Have a simple query that is pulling the top 100 rows based on a char column.
- The column has an index on the where column.
- Returning all the columns (*)
- There are ~100 millions rows
- Statistics have been updated
The optimizer thinks a table scan is more efficient than running an index scan.
Sample Table:
CREATE TABLE [dbo].[tst](
[Mon] [char](6) NULL,
COL1 [varchar](50) NULL,
COL2 [varchar](50) NULL,
COL3 [varchar](50) NULL,
COL4 [varchar](50) NULL,
COL5 [varchar](50) NULL
)
Sample Query:
select
top 100 *
from
<table>
where
mon = '201509'
This will take > 30 seconds to return since the optimizer chooses a table scan vs using the index seek. An index scan is < 1 sec.
Interestingly if a symbol is added in the where
e.g. '2015.09' or '2015 09'
It will use the index.
Searching straight '201509', it uses a table scan.
Add in a dot or space, it uses an index scan.
Can someone explain to me why the optimizer is choosing a table scan vs using the index?
Edit: Thanks all for the excellent feedback and information. I didn't know about traceflag 9130 and from that I can see the estimated rows are a lot less than the actual rows which is likely why the optimizer is choosing the table scan vs the index.
Here is the Statistics Output:
Without index hint:
Table 'TestTable'. Scan count 1, logical reads 982046, physical reads 0, read-ahead reads 0, lob logical reads 0, lob physical reads 0, lob read-ahead reads 0.
SQL Server Execution Times:
CPU time = 17437 ms, elapsed time = 17792 ms.
With Index hint:
Table 'TestTable'. Scan count 1, logical reads 104, physical reads 0, read-ahead reads 0, lob logical reads 0, lob physical reads 0, lob read-ahead reads 0.

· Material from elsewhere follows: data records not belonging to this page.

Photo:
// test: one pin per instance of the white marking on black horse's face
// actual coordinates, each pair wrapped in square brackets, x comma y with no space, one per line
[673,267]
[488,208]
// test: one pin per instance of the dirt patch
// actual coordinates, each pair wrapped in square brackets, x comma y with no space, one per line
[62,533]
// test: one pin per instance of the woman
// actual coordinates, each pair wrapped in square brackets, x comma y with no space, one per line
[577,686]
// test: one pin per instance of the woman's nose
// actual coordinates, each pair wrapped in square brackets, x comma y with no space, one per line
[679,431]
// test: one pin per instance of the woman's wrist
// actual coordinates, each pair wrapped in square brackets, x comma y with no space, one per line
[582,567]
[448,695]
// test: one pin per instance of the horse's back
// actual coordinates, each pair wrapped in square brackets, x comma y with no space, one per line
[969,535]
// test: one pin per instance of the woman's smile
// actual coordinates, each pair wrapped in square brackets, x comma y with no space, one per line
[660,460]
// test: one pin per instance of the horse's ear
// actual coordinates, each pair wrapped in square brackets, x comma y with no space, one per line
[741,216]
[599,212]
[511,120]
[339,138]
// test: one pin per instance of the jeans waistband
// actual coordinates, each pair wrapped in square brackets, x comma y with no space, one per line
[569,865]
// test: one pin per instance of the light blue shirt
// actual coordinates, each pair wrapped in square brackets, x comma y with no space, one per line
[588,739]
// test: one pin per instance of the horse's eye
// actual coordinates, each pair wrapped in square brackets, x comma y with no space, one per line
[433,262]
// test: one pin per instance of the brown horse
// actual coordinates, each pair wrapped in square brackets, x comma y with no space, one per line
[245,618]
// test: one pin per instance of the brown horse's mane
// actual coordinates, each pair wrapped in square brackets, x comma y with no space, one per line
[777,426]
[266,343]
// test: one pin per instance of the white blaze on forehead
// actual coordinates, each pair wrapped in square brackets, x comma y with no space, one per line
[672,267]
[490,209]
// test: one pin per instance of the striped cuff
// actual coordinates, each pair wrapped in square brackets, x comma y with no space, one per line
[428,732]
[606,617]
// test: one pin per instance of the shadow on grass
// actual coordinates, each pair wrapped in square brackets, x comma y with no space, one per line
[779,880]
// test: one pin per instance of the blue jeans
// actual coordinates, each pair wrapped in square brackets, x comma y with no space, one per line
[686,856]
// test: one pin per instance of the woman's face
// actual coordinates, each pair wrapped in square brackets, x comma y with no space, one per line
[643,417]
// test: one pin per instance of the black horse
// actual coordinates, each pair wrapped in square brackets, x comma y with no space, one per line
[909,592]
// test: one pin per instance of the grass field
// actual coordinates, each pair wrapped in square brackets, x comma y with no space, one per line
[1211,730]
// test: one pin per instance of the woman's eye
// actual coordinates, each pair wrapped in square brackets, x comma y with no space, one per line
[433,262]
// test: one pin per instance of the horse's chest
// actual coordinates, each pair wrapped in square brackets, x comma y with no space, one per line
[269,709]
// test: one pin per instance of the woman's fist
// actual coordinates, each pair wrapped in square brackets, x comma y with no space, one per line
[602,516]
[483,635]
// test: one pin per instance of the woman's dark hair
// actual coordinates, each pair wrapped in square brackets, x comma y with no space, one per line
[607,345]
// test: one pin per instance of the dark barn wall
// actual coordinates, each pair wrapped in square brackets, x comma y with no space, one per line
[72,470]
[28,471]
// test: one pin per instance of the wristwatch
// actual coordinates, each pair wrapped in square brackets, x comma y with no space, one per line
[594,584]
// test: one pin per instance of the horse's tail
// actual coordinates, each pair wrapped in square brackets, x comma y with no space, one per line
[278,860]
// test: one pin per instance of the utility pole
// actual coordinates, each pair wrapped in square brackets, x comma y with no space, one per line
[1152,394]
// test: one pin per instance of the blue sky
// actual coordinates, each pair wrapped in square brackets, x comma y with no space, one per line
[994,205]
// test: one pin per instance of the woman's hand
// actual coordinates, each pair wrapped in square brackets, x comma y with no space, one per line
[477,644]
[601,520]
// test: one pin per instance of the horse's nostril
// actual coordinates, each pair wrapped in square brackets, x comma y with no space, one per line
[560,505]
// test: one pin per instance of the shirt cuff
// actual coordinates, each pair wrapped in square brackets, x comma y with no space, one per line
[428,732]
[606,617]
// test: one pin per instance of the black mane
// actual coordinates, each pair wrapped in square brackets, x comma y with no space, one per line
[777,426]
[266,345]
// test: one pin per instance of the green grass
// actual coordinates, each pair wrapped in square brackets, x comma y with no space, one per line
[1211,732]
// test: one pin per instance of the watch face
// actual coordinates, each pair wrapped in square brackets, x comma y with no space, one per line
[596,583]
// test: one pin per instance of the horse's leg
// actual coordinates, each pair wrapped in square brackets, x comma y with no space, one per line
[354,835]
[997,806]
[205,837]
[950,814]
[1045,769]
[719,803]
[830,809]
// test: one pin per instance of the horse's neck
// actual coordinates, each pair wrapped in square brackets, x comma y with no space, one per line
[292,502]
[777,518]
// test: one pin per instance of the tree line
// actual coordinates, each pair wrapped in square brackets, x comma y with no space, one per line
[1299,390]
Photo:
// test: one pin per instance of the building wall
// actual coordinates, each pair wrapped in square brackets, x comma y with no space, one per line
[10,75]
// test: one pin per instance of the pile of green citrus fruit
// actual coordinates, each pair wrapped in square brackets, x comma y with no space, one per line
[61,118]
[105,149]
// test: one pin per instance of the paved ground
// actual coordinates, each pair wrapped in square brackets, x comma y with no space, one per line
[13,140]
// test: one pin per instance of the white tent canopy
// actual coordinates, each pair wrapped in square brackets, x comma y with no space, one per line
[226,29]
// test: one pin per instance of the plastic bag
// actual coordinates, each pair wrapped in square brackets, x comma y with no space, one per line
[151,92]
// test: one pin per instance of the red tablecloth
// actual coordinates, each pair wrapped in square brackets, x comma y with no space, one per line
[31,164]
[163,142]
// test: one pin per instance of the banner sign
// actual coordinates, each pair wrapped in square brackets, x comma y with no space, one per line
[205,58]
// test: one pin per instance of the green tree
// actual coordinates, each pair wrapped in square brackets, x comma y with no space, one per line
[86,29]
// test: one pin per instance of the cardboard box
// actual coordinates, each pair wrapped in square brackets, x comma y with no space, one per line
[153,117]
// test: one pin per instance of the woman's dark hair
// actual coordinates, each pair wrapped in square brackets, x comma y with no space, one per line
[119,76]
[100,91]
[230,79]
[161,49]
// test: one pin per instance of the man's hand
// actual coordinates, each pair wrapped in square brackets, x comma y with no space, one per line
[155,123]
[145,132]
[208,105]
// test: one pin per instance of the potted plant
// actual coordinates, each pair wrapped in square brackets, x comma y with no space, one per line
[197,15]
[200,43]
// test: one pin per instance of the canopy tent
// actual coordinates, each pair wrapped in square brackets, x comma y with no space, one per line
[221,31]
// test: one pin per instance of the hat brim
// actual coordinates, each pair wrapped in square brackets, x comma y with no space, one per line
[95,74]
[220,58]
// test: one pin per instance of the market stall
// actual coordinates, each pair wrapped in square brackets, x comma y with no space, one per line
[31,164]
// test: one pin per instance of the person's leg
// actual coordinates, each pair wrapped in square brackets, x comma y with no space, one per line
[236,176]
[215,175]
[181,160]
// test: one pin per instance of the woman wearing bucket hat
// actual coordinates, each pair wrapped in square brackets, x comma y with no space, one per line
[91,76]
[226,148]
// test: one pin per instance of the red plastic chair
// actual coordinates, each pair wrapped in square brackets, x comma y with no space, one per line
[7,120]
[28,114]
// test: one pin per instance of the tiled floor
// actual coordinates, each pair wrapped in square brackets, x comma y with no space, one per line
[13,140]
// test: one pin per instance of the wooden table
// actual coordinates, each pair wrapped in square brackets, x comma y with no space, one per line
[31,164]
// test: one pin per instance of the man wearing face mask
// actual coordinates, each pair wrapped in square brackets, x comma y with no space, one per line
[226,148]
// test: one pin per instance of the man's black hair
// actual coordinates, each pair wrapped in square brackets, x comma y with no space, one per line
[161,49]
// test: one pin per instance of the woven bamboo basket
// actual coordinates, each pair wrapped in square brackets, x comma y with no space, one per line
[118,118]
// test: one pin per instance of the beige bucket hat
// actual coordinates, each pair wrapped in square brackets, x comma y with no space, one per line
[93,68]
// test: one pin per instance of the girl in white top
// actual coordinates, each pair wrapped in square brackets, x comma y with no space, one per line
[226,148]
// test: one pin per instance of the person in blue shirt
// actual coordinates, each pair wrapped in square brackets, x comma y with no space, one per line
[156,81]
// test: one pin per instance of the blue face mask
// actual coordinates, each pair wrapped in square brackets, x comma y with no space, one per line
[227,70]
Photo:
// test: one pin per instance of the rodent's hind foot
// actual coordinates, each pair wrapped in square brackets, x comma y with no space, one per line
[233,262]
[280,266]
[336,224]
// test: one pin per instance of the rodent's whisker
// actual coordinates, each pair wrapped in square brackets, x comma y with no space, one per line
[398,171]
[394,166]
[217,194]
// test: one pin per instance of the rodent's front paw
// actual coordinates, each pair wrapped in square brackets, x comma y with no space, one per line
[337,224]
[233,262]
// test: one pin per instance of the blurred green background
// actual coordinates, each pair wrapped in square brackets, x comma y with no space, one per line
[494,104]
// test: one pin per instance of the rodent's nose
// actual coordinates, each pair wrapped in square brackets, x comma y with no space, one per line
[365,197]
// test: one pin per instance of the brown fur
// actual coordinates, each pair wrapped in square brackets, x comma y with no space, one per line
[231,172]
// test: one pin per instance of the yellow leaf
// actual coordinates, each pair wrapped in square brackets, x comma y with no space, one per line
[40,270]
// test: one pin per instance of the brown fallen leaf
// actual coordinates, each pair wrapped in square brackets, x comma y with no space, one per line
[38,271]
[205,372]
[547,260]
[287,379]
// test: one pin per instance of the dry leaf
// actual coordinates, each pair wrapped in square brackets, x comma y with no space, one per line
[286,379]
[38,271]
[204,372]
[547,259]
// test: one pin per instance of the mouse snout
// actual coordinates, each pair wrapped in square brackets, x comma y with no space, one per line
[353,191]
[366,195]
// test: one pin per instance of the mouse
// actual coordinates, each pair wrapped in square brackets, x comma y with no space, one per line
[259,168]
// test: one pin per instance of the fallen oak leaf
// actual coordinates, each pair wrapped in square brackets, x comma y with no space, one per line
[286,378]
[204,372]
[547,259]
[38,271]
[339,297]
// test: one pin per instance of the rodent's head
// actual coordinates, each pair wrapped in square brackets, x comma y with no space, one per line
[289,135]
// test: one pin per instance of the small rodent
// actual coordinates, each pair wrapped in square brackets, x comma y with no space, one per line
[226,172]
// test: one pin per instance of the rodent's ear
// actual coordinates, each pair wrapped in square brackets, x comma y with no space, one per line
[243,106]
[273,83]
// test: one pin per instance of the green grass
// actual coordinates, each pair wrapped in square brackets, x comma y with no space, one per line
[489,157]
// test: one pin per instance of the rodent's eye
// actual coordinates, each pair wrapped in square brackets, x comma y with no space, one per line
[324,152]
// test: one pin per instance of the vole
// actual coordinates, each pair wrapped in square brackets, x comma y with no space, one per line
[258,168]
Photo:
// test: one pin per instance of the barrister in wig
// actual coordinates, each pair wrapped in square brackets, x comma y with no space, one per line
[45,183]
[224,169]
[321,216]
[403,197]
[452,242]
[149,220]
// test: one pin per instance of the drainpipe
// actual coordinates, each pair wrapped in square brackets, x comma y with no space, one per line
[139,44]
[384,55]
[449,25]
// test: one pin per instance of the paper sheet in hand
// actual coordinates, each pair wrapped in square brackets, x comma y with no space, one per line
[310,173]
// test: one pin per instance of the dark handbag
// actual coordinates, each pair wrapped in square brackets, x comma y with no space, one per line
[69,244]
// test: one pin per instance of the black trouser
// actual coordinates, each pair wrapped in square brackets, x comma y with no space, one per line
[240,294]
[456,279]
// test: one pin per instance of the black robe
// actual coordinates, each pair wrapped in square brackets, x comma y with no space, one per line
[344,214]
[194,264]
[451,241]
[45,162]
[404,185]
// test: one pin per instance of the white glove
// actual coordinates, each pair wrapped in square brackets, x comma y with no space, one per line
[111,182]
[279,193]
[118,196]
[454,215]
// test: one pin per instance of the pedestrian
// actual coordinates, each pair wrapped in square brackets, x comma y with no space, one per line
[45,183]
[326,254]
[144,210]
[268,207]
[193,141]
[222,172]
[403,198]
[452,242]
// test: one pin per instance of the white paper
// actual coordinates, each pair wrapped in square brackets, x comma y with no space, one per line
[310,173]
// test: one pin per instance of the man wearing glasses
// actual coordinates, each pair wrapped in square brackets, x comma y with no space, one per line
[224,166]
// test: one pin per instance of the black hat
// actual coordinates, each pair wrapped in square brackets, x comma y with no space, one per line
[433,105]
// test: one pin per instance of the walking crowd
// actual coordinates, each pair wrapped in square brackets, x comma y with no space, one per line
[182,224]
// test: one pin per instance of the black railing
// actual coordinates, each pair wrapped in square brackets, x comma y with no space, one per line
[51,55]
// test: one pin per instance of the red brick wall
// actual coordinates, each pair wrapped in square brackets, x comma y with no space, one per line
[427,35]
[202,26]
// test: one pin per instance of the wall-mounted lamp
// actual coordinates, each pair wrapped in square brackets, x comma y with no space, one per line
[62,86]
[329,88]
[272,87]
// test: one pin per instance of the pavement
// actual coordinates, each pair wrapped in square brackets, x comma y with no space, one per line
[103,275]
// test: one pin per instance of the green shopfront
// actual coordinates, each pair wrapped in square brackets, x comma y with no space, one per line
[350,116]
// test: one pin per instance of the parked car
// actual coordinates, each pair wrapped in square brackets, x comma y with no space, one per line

SQL Server Execution Times:
CPU time = 0 ms, elapsed time = 4 ms.
Best Answer
The optimizer is convinced that if it's going to have to go back to the disk for retrieving column data anyway, it might as well scan the table in the first place, since that'll be less work for it to do. It'll use the seek with the
CHAR( 7 )
scalar because the statistics for the index know it's not going to find anything, but if data needs to be returned, it has to consider both CPU and I/O weights.Specifying the hint, in both cases, does reduce the time required for the query to resolve, but the index seek + RID lookup actually results in a significant increase in the number of reads necessary ( my test indicated a 60% increase ). Obviously it's not a 1:1 trade off, since the time difference is about 6x, but regardless, the optimizer is choosing the scan instead.
If you can
INCLUDE
the columns you need in the index, you'll get the best of both worlds, eliminating the RID lookup and the additional reads.